We counter this problem using legal techniques, such as requiring that any term in a contract must be reasonable and understood by both parties for it to be enforceable. The law in most jurisdictions also explicitly recognises that not all contractual agreements are made between parties of equal bargaining power and resources, and therefore tends to give the benefit of the doubt to the little guy. In this case, if it isn't illegal for a company to exert this kind of control over an employee's personal property without the involvement of flashing neon signs and professional legal advice, perhaps it should be.

What I find odd is that a company allows people to keep confidential company information on a personal device at all.

There are many reasons to require this, including insider information, or other legally-required barriers, as well as company-protected information.

Yes it is, but it doesn't say anything about the company wiping the phone negligently because someone in IT screwed up.

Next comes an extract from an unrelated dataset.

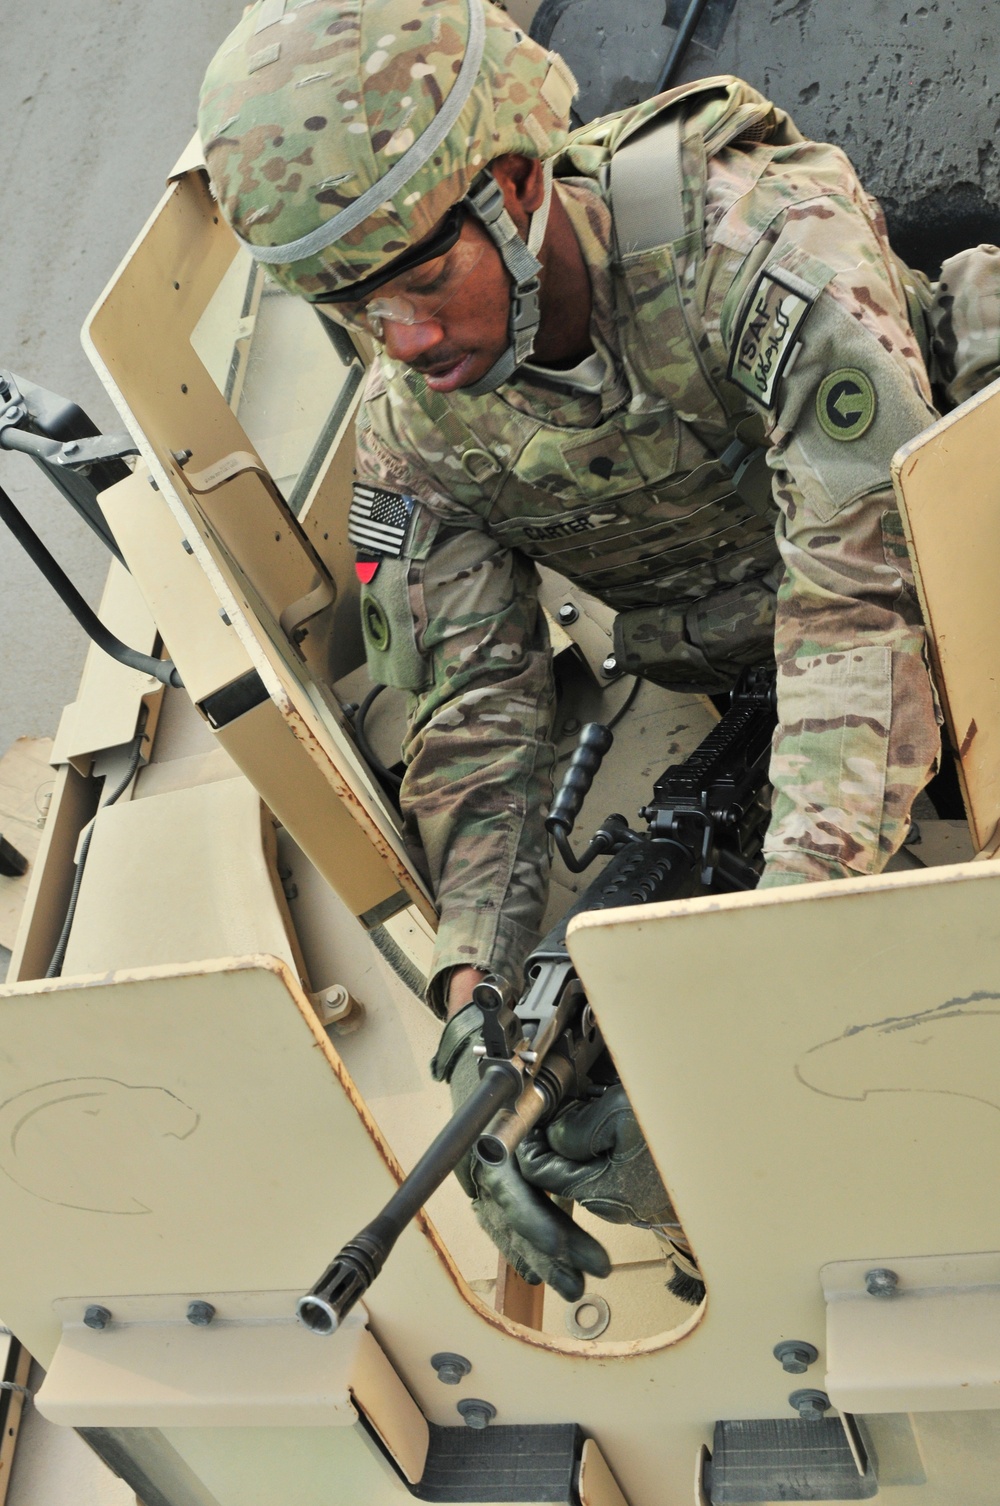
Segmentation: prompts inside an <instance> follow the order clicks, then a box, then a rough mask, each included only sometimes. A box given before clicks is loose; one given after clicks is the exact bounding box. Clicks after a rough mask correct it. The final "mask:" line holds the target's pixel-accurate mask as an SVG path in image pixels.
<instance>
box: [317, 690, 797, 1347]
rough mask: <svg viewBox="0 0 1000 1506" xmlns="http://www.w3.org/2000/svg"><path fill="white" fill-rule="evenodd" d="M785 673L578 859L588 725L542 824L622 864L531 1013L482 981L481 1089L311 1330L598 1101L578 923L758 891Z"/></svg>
mask: <svg viewBox="0 0 1000 1506" xmlns="http://www.w3.org/2000/svg"><path fill="white" fill-rule="evenodd" d="M776 720H777V718H776V711H774V672H773V670H771V669H770V667H752V669H747V670H744V672H742V675H741V678H739V681H738V684H736V687H735V690H733V691H732V696H730V705H729V709H727V711H726V714H724V715H723V717H721V720H720V721H718V723H717V724H715V726H714V727H712V730H711V732H709V733H708V736H706V738H705V739H703V741H702V742H700V744H699V747H697V748H696V750H694V753H691V755H690V758H687V759H685V761H684V762H682V764H672V765H670V767H669V768H667V770H666V771H664V773H663V774H661V776H660V779H658V780H657V782H655V785H654V789H652V800H651V803H649V804H648V806H645V807H643V809H642V810H640V818H642V819H643V821H645V822H646V831H642V833H639V831H633V830H631V828H630V825H628V822H627V821H625V818H623V816H620V815H610V816H608V818H607V819H605V821H604V822H602V825H601V827H599V828H598V831H596V833H595V836H593V837H592V840H590V843H589V845H587V848H586V849H584V852H583V854H581V857H580V858H577V857H575V854H574V851H572V848H571V846H569V833H571V831H572V828H574V822H575V818H577V815H578V813H580V807H581V806H583V800H584V797H586V794H587V791H589V789H590V785H592V783H593V776H595V774H596V771H598V768H599V767H601V761H602V758H604V755H605V753H607V750H608V748H610V747H611V733H610V732H608V729H607V727H602V726H599V724H598V723H589V724H587V726H586V727H584V729H583V732H581V733H580V742H578V745H577V750H575V753H574V756H572V759H571V762H569V768H568V770H566V776H565V779H563V782H562V786H560V789H559V794H557V797H556V800H554V803H553V807H551V812H550V815H548V818H547V821H545V827H547V830H548V831H550V833H551V836H553V839H554V842H556V846H557V849H559V852H560V855H562V857H563V860H565V863H566V866H568V867H569V869H571V870H574V872H581V870H583V869H586V867H587V866H589V864H590V863H593V861H595V858H598V857H601V855H604V854H610V855H611V860H610V861H608V863H607V866H605V867H604V869H602V872H601V873H599V875H598V878H595V880H593V883H592V884H590V886H589V887H587V889H586V890H584V893H583V895H581V896H580V898H578V899H577V902H575V904H574V905H572V907H571V908H569V911H568V913H566V914H565V916H563V919H562V920H560V922H559V925H556V926H554V928H553V929H551V931H550V932H548V935H547V937H545V938H544V940H542V941H541V944H539V946H538V947H536V950H535V952H533V953H532V956H530V958H529V961H527V964H526V979H527V988H526V991H524V995H523V997H521V1000H520V1001H515V1000H514V997H512V991H511V988H509V986H508V985H506V983H505V982H503V980H502V979H498V977H486V979H483V980H482V982H480V983H479V985H477V986H476V989H474V992H473V1001H474V1003H476V1005H477V1006H479V1009H480V1012H482V1018H483V1045H482V1047H477V1048H476V1050H477V1053H479V1054H480V1059H482V1060H480V1078H482V1080H480V1083H479V1087H477V1089H476V1092H474V1093H473V1095H471V1096H470V1098H468V1099H467V1101H465V1102H464V1104H462V1105H461V1107H459V1108H458V1111H456V1113H455V1114H453V1117H452V1119H450V1120H449V1123H447V1125H446V1126H444V1129H441V1133H440V1134H438V1136H437V1139H435V1140H434V1142H432V1145H431V1146H429V1149H428V1151H425V1154H423V1155H422V1157H420V1160H419V1161H417V1164H416V1166H414V1169H413V1172H410V1175H408V1176H407V1178H405V1179H404V1181H402V1182H401V1185H399V1188H398V1190H396V1191H395V1193H393V1196H392V1197H390V1200H389V1202H387V1205H386V1206H384V1208H383V1211H381V1212H380V1214H378V1215H377V1217H375V1218H373V1220H372V1221H370V1223H369V1224H366V1227H364V1229H361V1232H360V1233H357V1235H355V1236H354V1238H352V1239H349V1241H348V1244H345V1247H343V1248H342V1250H340V1253H339V1254H337V1256H336V1258H334V1261H333V1262H331V1265H328V1267H327V1270H325V1271H324V1274H322V1276H321V1277H319V1280H318V1282H316V1285H315V1286H313V1288H312V1291H310V1292H307V1294H306V1295H304V1297H301V1298H300V1301H298V1306H297V1312H298V1318H300V1321H301V1322H303V1324H304V1325H306V1327H307V1328H312V1330H313V1331H315V1333H321V1334H330V1333H334V1330H336V1328H337V1327H339V1325H340V1321H342V1319H343V1316H345V1315H346V1313H348V1312H349V1310H351V1307H352V1306H354V1304H355V1303H357V1301H358V1300H360V1298H361V1297H363V1295H364V1292H366V1291H367V1288H369V1286H370V1285H372V1282H373V1280H375V1277H377V1276H378V1273H380V1271H381V1268H383V1265H384V1262H386V1259H387V1256H389V1253H390V1250H392V1247H393V1245H395V1242H396V1239H398V1238H399V1235H401V1233H402V1230H404V1229H405V1227H407V1224H408V1223H410V1220H411V1218H413V1217H414V1215H416V1214H417V1211H419V1209H420V1208H422V1206H423V1205H425V1203H426V1200H428V1199H429V1197H431V1194H432V1193H434V1191H437V1188H438V1187H440V1185H441V1182H443V1181H444V1179H446V1176H447V1175H449V1172H453V1170H455V1167H456V1166H458V1164H459V1163H461V1160H462V1157H465V1155H468V1154H470V1151H471V1149H473V1148H474V1151H476V1155H477V1157H479V1158H480V1160H482V1161H483V1163H485V1164H492V1166H498V1164H502V1163H503V1161H506V1158H508V1157H509V1155H512V1154H514V1152H515V1151H517V1148H518V1145H520V1143H521V1140H523V1139H524V1137H526V1136H527V1134H529V1133H530V1131H532V1129H533V1128H536V1126H542V1125H544V1123H545V1122H547V1120H548V1119H551V1116H553V1114H554V1113H556V1110H557V1107H559V1105H560V1104H562V1102H565V1101H566V1099H571V1098H577V1096H586V1095H587V1093H592V1092H599V1090H601V1089H599V1086H598V1087H595V1078H593V1077H592V1074H593V1072H595V1069H596V1066H598V1063H599V1062H601V1057H602V1056H604V1054H605V1048H604V1041H602V1039H601V1032H599V1029H598V1023H596V1020H595V1017H593V1011H592V1009H590V1005H589V1003H587V998H586V992H584V988H583V983H581V980H580V979H578V977H577V973H575V970H574V965H572V961H571V958H569V952H568V950H566V926H568V925H569V922H571V920H572V917H574V916H578V914H583V913H584V911H590V910H610V908H617V907H622V905H648V904H655V902H658V901H664V899H672V898H675V896H676V895H678V893H679V892H681V890H682V889H684V886H685V884H687V883H688V881H690V880H693V875H694V873H696V870H697V881H699V884H700V889H702V892H712V893H726V892H732V890H739V889H753V887H755V886H756V881H758V876H759V870H761V866H762V860H761V846H762V842H764V831H765V830H767V822H768V816H770V806H768V800H767V795H768V783H767V771H768V762H770V755H771V733H773V732H774V726H776Z"/></svg>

Also, it's rather like holding up a flashing neon sign saying "I'm about to beat you up" before you beat someone up. You might have made them aware of the problem, but that doesn't mean your actions are either justified or legal.

> What I find odd is that a company allows people to keep confidential company information on a personal device at all.

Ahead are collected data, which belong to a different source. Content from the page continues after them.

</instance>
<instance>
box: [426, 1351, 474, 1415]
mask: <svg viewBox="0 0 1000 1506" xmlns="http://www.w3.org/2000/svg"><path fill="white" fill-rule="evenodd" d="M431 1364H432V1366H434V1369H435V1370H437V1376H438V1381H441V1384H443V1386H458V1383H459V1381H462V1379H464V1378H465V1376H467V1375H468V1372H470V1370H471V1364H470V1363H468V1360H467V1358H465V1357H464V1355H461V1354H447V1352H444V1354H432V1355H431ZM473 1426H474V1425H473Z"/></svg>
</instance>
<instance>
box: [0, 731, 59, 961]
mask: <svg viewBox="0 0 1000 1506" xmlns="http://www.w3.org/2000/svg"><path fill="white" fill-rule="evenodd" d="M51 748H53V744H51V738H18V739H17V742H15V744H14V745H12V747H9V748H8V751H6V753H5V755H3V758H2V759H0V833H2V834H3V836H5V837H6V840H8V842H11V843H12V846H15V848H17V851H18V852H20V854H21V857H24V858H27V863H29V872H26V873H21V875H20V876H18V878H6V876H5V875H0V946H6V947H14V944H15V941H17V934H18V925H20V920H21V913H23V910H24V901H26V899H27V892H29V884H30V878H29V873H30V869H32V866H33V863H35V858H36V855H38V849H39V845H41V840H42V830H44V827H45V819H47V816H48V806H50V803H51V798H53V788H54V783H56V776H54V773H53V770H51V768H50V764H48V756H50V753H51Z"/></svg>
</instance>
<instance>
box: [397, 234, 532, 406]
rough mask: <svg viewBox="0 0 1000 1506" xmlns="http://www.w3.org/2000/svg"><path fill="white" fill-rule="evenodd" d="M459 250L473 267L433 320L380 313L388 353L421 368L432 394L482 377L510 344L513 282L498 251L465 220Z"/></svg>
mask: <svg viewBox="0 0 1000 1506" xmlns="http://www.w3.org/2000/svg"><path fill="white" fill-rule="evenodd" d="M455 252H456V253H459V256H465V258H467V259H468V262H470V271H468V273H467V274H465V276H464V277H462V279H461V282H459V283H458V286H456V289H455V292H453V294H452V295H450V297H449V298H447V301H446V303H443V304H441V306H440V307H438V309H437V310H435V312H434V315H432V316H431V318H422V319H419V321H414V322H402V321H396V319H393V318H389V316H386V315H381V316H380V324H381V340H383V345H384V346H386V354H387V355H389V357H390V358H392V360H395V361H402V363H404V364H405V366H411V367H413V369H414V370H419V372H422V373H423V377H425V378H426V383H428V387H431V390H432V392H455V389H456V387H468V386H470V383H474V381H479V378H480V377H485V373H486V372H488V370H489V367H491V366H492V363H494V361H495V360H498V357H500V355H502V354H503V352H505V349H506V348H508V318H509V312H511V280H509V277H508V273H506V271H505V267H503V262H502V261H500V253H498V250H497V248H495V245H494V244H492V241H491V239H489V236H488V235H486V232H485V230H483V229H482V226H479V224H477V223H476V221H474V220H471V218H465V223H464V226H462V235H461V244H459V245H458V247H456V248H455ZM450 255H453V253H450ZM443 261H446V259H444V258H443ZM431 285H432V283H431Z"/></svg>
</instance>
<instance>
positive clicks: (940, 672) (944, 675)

Exactly. If the data is sensitive, it should be controlled properly by the company using company equipment. That has been my argument all along.

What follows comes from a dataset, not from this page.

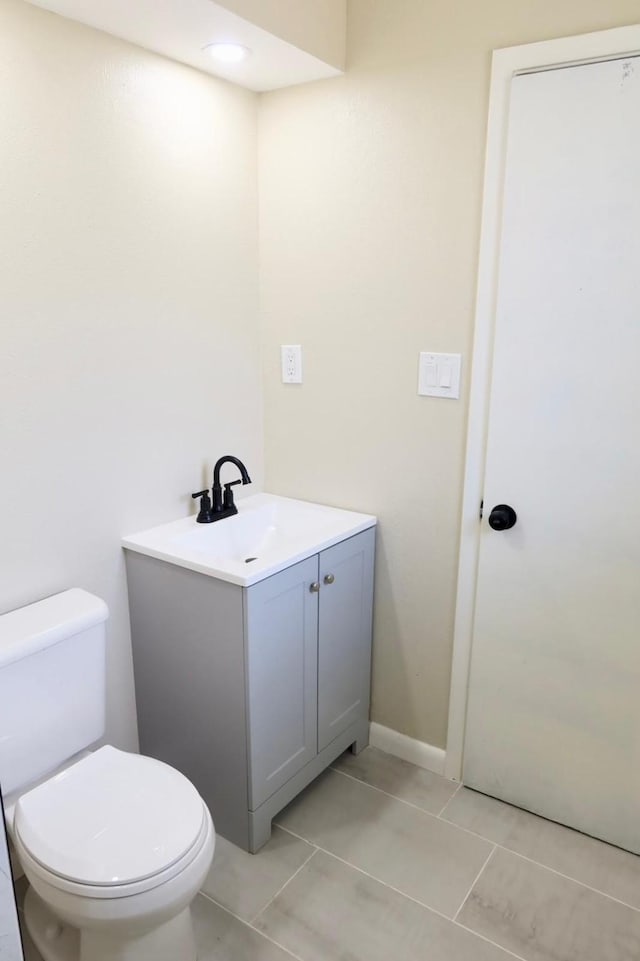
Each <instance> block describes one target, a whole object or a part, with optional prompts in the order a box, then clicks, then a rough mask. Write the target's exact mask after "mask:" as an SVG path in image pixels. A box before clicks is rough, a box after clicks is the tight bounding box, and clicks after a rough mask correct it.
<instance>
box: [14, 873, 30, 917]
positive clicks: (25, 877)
mask: <svg viewBox="0 0 640 961" xmlns="http://www.w3.org/2000/svg"><path fill="white" fill-rule="evenodd" d="M14 887H15V891H16V901H17V902H18V908H19V909H20V910H22V906H23V904H24V896H25V894H26V893H27V888H28V887H29V882H28V881H27V879H26V877H25V876H24V874H23V875H22V877H20V878H18V880H17V881H14Z"/></svg>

> There are many reasons to require this, including insider information, or other legally-required barriers, as well as company-protected information.

To require what? If you mean an arbitrary wipe of a personal device that is not limited to company information, which is what this whole discussion is about, then I'm starting a new club for posters telling me about how there may be legal requirements that necessitate such a facility without actually saying what those requirements are, what laws impose them, or in what jurisdiction. Please take a membership form and join the queue. :-)

To the extent that this is covered by law, and I am not a lawyer, it will be under something like "a company covered by this regulation will use industry standard practices to protect customer data on mobile devices".

One of the industry standard practises is remote wipe of the whole device in the event of theft. Personal or not, the distinction is idealistic and not realistic.

Please remember that the question here is whether some sort of generic laws or regulations might implicitly require an employer to have the power to compromise their employees' personal phones and wipe their personal data, given that none of the people arguing on legal/regulatory grounds has ever come up with any citation that makes this requirement explicit.

In his post, jodrellblank mentioned "industry standard practices" as an example of such generic legal wording. The fact that many large businesses accept the policy of using employees' personal devices does not make it an industry standard. The fact that many more do not does mean that it is not an industry standard.

i expect that if my phone is ever lost or stolen, and the IT guy find someone bruteforcing some email password, that they will call and check if it's me or not before wiping my personal phone.

The warning always say "if phone is lost". it never mention "if you forget your password" or anything. that's a huge difference for the average joe to understand... hell, even the guy that writes xkcd got locked out of his android phone one day playing with the lock pattern!